Galerie soll mit gefälschter Kunst gehandelt haben

Kriminalität

Freitag, 14. Februar 2020 - 13:13 Uhr

von Deutsche Presseagentur dpa

dpa/lnw Kalkar.

Ein Polizeiwagen mit eingeschaltetem Blaulicht. Foto: Carsten Rehder/dpa/Archivbild

Betreiber einer Galerie in Kalkar am Niederrhein sollen im großen Stil mit gefälschter Kunst gehandelt haben. Die Räumlichkeiten wurden am Freitag von Polizei und Staatsanwaltschaft durchsucht, wie die Behörden mitteilten. Auch in zwei Ateliers in Kalkar und Wohnungen in Goch und Mülheim schlugen die Ermittler auf der Suche nach Beweisen zu.
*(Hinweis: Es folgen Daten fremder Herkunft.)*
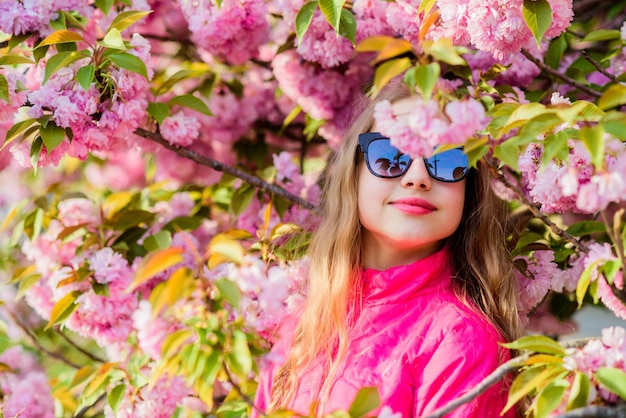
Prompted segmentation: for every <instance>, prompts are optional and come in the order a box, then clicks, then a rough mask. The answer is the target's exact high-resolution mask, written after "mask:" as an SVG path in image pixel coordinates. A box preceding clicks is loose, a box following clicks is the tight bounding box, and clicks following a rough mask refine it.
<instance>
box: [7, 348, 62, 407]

Den Galeriebetreibern wird gewerbsmäßiger Betrug und Urheberrechtsverletzung vorgeworfen. Sie sollen im großen Stil gefälschte Werke eines Künstlers aus Berlin an eine Galerie in Süddeutschland verkauft haben. Der Schwindel sei aufgeflogen, als der Künstler die gefälschte Kunst selbst in Süddeutschland entdeckte. Der Schaden soll sich auf rund 100 000 Euro belaufen.